Vasquez wins master's student award in School of Natural Resources

Maddy Vasquez handles a drake mallard while helping another student on a duck migration project in Kansas in November 2024.
Maddy Vasquez handles a drake mallard while helping another student on a duck migration project in Kansas in November 2024.

By Ronica Stromberg

As Maddy Vasquez listened to awards being called out at the School of Natural Resources spring banquet last year, she thought about how cool the Graduate Student Meritorious Award was for a master's student.

"I was like, 'Wow, I would really like to win that someday. I hope I do enough to warrant that award.' And then I got that this year," she said.

The award notification came as a surprise, arriving by email while she was talking with her research partner, Ava Britton, and one of their advisors, Mark Vrtiska. She told them she thought she might have won the master's award, and they confirmed that they, and all of her labmates, already knew that.

"I started tearing up," she said. "I'm like, 'Oh my gosh, oh my gosh, oh my gosh,' and then I started running around in a circle."

The whirlwind experience didn’t end there, as she was able to invite her parents to the spring banquet and see their joy when the award was announced.
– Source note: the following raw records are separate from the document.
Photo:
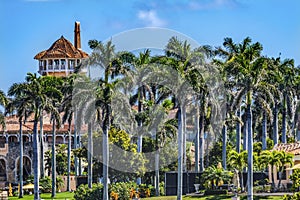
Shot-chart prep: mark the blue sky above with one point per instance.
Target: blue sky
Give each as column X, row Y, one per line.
column 30, row 26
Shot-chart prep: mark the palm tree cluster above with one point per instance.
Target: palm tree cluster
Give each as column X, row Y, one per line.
column 256, row 92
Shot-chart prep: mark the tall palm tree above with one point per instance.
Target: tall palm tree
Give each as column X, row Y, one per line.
column 238, row 161
column 68, row 109
column 104, row 57
column 249, row 70
column 185, row 61
column 36, row 97
column 23, row 111
column 285, row 159
column 271, row 158
column 286, row 85
column 3, row 102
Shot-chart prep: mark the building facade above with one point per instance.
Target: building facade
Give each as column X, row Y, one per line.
column 59, row 60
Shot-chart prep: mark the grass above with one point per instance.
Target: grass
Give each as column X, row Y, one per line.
column 69, row 196
column 220, row 197
column 61, row 195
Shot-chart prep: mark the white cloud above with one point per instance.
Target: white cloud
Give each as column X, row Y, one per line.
column 150, row 18
column 41, row 0
column 203, row 5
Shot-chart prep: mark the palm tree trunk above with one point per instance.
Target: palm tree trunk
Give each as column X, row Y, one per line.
column 245, row 135
column 273, row 179
column 69, row 159
column 264, row 131
column 75, row 145
column 53, row 194
column 157, row 172
column 280, row 178
column 21, row 160
column 238, row 131
column 42, row 163
column 250, row 149
column 197, row 142
column 283, row 139
column 140, row 124
column 201, row 142
column 36, row 160
column 184, row 167
column 180, row 154
column 224, row 144
column 79, row 159
column 105, row 152
column 242, row 181
column 90, row 155
column 275, row 125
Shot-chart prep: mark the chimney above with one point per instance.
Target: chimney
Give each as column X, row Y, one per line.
column 77, row 42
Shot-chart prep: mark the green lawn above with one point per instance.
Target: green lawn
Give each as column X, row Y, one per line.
column 220, row 197
column 69, row 196
column 61, row 195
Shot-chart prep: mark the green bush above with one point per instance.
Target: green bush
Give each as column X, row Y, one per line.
column 122, row 189
column 162, row 188
column 46, row 184
column 215, row 192
column 295, row 196
column 83, row 192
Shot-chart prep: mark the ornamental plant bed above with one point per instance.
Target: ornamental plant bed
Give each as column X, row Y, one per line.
column 215, row 192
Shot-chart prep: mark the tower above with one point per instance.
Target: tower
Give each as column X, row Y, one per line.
column 62, row 57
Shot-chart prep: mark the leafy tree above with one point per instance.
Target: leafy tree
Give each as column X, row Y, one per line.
column 213, row 176
column 295, row 177
column 37, row 97
column 238, row 161
column 3, row 102
column 285, row 159
column 271, row 158
column 249, row 72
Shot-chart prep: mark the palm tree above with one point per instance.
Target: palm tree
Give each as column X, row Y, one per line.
column 286, row 85
column 104, row 57
column 250, row 72
column 36, row 96
column 68, row 111
column 23, row 111
column 185, row 61
column 166, row 129
column 271, row 158
column 285, row 159
column 3, row 102
column 238, row 161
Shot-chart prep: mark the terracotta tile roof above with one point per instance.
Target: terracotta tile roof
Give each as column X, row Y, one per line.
column 61, row 48
column 12, row 125
column 293, row 148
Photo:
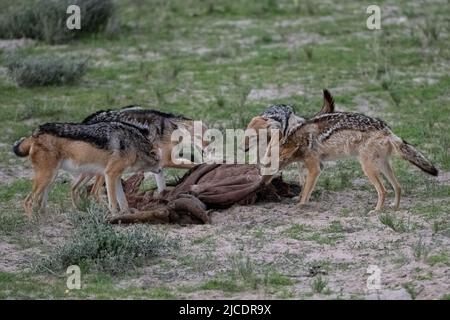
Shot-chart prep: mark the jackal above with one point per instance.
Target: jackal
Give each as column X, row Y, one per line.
column 160, row 126
column 342, row 134
column 283, row 117
column 107, row 148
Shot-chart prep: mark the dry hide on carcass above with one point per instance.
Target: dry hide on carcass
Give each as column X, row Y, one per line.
column 204, row 187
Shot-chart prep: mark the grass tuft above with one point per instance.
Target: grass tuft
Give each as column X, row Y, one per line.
column 100, row 246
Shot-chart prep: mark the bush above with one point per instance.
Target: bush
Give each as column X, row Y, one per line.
column 46, row 20
column 99, row 246
column 45, row 70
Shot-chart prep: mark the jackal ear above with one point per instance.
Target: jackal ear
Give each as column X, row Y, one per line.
column 258, row 123
column 328, row 103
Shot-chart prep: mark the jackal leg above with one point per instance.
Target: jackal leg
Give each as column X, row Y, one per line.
column 302, row 172
column 121, row 198
column 41, row 182
column 113, row 173
column 160, row 181
column 373, row 173
column 313, row 167
column 97, row 187
column 74, row 190
column 388, row 172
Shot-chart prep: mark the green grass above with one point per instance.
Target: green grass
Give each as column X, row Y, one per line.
column 203, row 59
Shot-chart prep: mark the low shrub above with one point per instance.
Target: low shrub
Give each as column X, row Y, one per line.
column 99, row 246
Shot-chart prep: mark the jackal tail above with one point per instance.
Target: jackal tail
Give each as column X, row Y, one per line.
column 408, row 152
column 22, row 147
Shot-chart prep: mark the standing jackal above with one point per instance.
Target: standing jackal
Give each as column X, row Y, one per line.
column 159, row 125
column 339, row 135
column 107, row 148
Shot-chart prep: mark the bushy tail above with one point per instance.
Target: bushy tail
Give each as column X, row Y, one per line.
column 22, row 147
column 408, row 152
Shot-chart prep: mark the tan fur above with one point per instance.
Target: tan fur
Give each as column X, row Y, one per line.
column 165, row 145
column 373, row 150
column 48, row 153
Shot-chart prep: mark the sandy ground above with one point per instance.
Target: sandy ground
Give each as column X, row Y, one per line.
column 261, row 233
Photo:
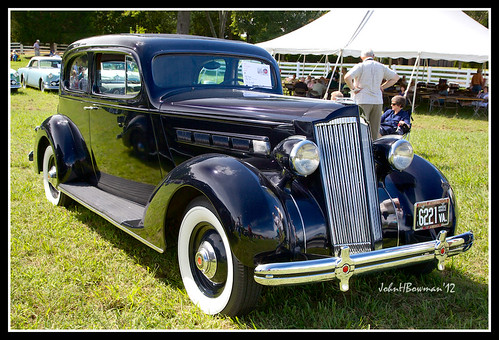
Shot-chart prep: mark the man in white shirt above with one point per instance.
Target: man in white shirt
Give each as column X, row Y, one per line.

She also saw Britton, her best friend in college, win a surprise award, the Joe Gabig Memorial Award. It's an award given by the Nebraska Chapter of The Wildlife Society, normally at a banquet in February or March. This year, though, the chapter moved to a fall banquet and asked the School of Natural Resources to announce the award for them.
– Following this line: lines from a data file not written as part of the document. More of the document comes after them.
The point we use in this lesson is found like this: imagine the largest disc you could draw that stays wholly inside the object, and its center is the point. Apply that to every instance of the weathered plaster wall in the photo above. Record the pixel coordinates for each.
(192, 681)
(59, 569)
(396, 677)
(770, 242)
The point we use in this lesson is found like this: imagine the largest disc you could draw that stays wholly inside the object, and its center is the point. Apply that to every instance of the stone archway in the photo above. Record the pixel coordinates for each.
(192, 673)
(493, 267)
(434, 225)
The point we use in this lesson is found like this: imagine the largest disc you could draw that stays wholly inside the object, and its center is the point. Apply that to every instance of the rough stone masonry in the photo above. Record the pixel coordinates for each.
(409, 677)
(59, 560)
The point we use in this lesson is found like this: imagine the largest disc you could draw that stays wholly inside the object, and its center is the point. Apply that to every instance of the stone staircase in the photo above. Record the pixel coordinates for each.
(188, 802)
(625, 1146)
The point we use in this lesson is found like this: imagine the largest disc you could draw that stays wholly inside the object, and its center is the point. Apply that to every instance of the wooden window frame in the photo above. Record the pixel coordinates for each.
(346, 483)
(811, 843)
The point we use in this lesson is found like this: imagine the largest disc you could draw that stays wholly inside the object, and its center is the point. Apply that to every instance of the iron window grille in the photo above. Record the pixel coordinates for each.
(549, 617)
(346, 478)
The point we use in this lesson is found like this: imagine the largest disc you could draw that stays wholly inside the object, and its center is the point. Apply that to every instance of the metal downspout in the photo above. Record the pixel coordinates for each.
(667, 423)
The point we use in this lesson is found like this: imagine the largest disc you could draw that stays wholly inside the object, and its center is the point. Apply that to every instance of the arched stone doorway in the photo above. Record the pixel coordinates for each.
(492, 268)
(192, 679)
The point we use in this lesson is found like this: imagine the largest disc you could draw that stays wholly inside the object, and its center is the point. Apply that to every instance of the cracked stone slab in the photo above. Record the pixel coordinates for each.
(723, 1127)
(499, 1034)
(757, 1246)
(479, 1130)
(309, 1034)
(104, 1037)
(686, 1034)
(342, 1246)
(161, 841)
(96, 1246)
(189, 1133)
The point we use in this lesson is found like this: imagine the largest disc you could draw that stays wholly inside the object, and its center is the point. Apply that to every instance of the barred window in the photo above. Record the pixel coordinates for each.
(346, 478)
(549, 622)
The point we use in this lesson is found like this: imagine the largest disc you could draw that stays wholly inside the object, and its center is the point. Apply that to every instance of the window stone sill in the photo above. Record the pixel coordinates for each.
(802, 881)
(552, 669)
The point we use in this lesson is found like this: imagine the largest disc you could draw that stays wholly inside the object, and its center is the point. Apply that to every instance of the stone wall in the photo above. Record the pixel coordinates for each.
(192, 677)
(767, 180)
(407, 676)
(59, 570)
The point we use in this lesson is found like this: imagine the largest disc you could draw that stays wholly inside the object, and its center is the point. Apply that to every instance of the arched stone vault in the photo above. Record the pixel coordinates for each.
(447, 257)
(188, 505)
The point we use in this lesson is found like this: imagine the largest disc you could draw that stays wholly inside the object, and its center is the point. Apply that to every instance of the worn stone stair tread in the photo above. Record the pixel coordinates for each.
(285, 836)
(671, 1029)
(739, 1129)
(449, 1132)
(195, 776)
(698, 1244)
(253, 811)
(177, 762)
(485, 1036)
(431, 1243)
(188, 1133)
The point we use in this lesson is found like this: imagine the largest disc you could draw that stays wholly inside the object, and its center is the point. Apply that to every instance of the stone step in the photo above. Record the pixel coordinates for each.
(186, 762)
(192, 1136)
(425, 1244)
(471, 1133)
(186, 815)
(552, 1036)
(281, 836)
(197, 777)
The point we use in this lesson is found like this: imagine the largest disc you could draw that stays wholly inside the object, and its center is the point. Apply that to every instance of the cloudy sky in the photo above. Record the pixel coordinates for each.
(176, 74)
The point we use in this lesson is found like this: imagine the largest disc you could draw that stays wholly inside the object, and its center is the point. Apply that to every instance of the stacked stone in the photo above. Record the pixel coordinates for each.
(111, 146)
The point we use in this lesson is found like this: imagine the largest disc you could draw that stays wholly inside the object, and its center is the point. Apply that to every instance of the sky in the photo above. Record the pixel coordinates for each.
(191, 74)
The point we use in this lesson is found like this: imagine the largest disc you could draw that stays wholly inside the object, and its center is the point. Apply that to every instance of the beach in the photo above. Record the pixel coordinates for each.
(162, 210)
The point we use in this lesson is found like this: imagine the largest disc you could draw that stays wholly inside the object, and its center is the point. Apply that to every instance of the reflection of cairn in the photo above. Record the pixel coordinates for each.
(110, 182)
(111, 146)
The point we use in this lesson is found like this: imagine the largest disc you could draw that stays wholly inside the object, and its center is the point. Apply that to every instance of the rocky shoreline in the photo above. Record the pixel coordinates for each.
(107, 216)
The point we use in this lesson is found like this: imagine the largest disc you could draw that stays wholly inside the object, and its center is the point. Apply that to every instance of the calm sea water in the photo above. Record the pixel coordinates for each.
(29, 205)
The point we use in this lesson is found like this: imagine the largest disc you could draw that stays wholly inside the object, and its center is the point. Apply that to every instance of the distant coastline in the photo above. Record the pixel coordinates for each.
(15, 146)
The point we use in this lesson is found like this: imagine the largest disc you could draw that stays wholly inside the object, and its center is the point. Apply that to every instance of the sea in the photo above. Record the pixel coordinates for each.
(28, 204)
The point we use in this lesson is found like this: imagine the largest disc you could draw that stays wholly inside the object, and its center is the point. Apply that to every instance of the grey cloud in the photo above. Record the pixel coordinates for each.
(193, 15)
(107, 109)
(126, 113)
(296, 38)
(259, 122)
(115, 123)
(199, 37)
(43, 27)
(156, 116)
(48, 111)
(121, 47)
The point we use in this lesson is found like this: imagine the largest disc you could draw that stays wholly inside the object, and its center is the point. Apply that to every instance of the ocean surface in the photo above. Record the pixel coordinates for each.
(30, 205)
"That one was a complete surprise, and I'm like, 'Oh my god, we won awards together!' It was such a magical moment," she said.

The two have been working together under the guidance of Vrtiska and Chris Chizinski, professors in wildlife management. They have been studying the results of the two-tier duck hunting regulation that Nebraska and South Dakota recently implemented. In the original duck hunting regulation, Tier I, hunters could harvest six ducks a day but the ducks had to be of a specified species or sex. In Tier II, hunters can harvest three ducks a day without species or sex restrictions.